Congress of the Philippines
- Long title An Act Providing for a National Competition Policy Prohibiting Anti-Competitive Agreements, Abuse of Dominant Position and Anti-Competitive Mergers and Acquisitions, Establishing the Philippine Competition Commission and Appropriating Funds Therefor ;
- Citation: Republic Act 10667
- Territorial extent: Philippines
- Enacted by: House of Representatives
- Enacted by: Senate
- Signed by: Benigno Aquino III
- Signed: July 21, 2015

= Philippine Competition Act =

The Philippine Competition Act, officially designated as Republic Act No. 10667, is a Philippine law that was signed into law by President Benigno Aquino III on July 21, 2015, and established the quasi-judicial Philippine Competition Commission to enforce the act. The act is intended to ensure efficient and fair market competition among businesses engaged in trade, industry, and all commercial economic activities. It prohibits anti-competitive agreements, abuses of dominant positions, and mergers and acquisitions that limit, prevent, and restrict competition.

==History==
A comprehensive competition law was first proposed in the late 1980s during the administration of President Cory Aquino.

The Philippines was the only country in ASEAN without a competition law and the integration of ASEAN into a single market was an impetus to pass the act.

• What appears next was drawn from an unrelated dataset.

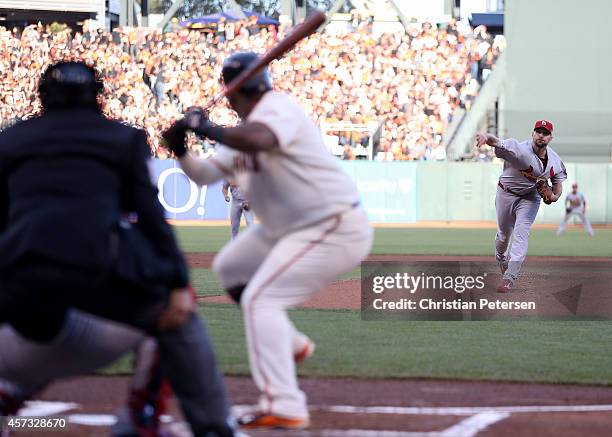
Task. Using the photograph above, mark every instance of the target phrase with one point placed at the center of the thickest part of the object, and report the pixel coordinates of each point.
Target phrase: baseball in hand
(481, 139)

==Philippine Competition Commission==
The Philippine Competition Commission is an independent, quasi-judicial body created to enforce the act. It is attached to the Office of the President of the Philippines. Five commissioners were appointed to the Philippine Competition Commission and sworn in on January 27, 2015:

- Michael G. Aguinaldo (Chairperson)
- Marah Victoria S. Querol
- Ferdinand M. Negre
- Michael B. Peloton
- Lolibeth R. Medrano

Arsenio Balisacan resigned from his post as Philippine Socioeconomic Planning Secretary and Director General of the National Economic and Development Authority to lead the Philippine Competition Commission. Guevarra left the Commission after he was appointed Senior Deputy Executive Secretary. He was replaced by lawyer Amabelle Asuncion.

In February 2023, President Bongbong Marcos appointed Michael Aguinaldo as the new Chairperson of the PCC, replacing former Chairperson Arsenio Balisacan.